Weighing the advantages and disadvantages, we prefer token replication as the 
first line of defense against server crashes. However, we encountered enough double 
server crashes in Echo to convince us that token recovery would have been useful 
as a second line of defense. It would have considerably reduced the disruption to 
users in these cases. 12 

6.3 Security 

As mentioned in Section 1 , Echo servers do not trust Echo clerks. For each operation 
a clerk requests from a server, the clerk must authenticate itself as acting on behalf 
of some user who is authorized to perform the operation. For example, to read 
part of a file into its cache, the clerk has to authenticate itself as acting on behalf 
of some user, and the clerk has to check the file's ACL (access control list) to see 
whether that user has read access to the file. A clerk is able to authenticate itself as 
a particular user if (and only if) that user has logged into the clerk machine. 13 The 
authentication and login protocols Echo uses were developed as part of a separate 
security architecture project and are described in detail in another paper [16]. 
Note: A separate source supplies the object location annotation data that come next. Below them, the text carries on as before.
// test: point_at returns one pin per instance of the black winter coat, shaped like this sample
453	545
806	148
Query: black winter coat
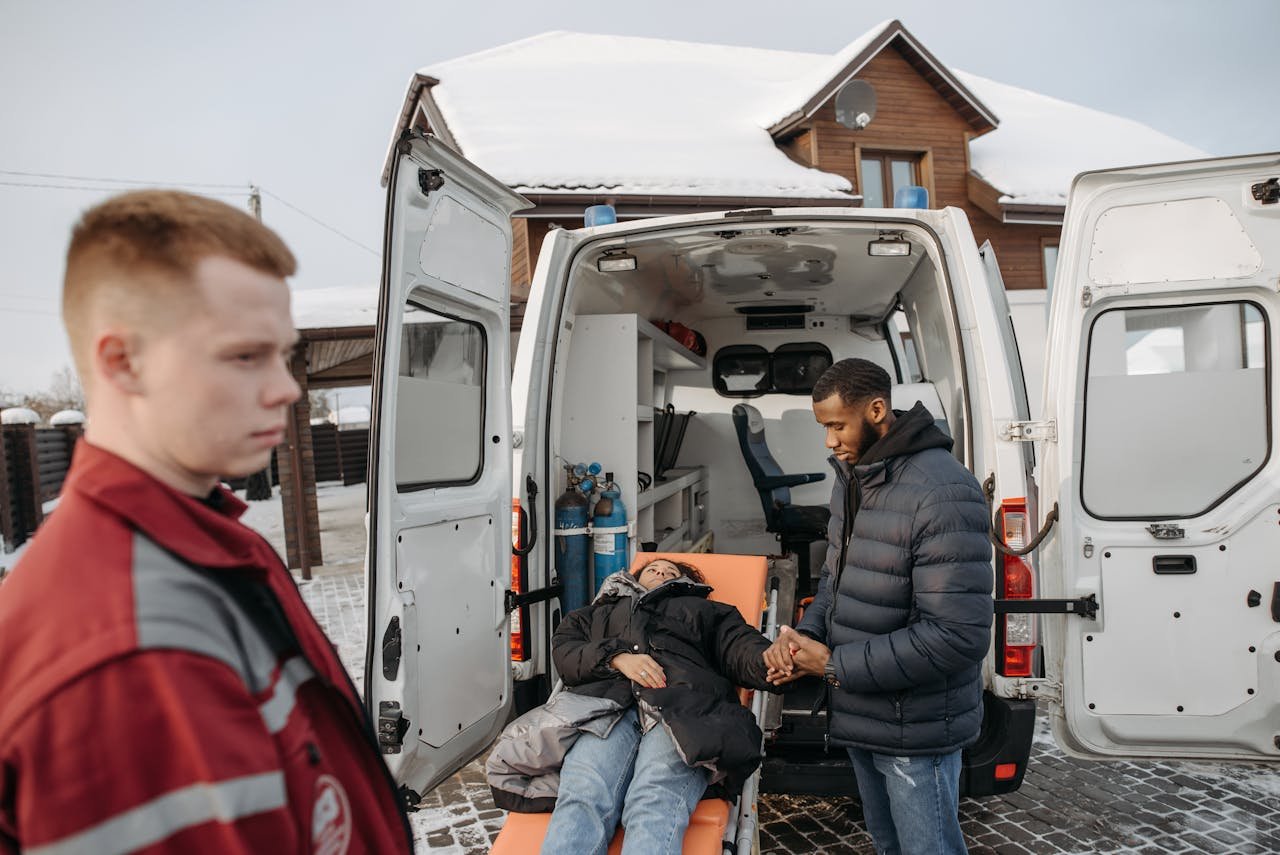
705	649
906	606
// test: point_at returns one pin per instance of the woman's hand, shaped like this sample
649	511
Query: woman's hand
641	668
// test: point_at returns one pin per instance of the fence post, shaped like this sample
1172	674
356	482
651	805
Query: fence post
8	510
296	461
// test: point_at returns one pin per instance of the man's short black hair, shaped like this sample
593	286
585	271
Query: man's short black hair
854	380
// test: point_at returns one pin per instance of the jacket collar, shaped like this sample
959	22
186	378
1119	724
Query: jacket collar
183	525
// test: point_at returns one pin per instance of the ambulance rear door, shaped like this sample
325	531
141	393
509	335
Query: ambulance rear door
437	666
1164	466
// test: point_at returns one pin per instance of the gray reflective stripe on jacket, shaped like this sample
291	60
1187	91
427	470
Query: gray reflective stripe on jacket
178	608
524	764
164	815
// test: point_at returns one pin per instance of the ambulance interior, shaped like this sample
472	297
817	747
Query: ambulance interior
775	305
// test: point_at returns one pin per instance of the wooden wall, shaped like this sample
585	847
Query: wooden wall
912	115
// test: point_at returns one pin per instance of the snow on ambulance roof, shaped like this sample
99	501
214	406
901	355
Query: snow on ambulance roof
339	306
580	113
572	113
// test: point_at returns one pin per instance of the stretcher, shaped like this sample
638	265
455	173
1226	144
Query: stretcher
717	826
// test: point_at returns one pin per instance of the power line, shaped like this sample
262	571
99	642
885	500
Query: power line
321	223
242	191
28	311
114	181
104	190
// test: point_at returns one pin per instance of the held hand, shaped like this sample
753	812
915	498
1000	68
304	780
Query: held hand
640	668
810	657
778	657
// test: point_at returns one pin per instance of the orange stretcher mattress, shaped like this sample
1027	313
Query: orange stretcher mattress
735	579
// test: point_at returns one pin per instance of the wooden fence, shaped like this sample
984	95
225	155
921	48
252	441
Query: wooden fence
35	460
32	470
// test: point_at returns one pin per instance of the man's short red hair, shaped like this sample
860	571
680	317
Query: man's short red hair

We use two kinds of caching to make access control decisions fast. First, there 
is caching within the authentication protocol implementation, so that most remote 
procedure calls are authenticated with no extra packets or cryptographic overhead. 
Authentication caching is beyond the scope of this paper. Second, we extended the 
Echo token mechanism to provide caching for ACL checks. We extended the set of 
tokens so that there is a separate token for each kind of access permission a clerk 
may have on a file or directory. Thus the server needs to do ACL checking only on 
token acquisition requests. On actual read or write requests, the server checks only 
that the clerk has the appropriate tokens, which is considerably faster (and which 

l2 Perhaps the Sprite research group has reached a similar conclusion; Sprite has recently been 
modified to replicate tokens in a segment of the server's own memory that is usually preserved across 
reboots, recovering tokens from clients only when this memory is lost [2]. 

13 Thus a user who logs into a machine obviously must trust its clerk, since the clerk is able to 
request any operation it pleases on behalf of the user. Because the clerk is part of the machine's 
operating system, it seems reasonable to require this kind of trust.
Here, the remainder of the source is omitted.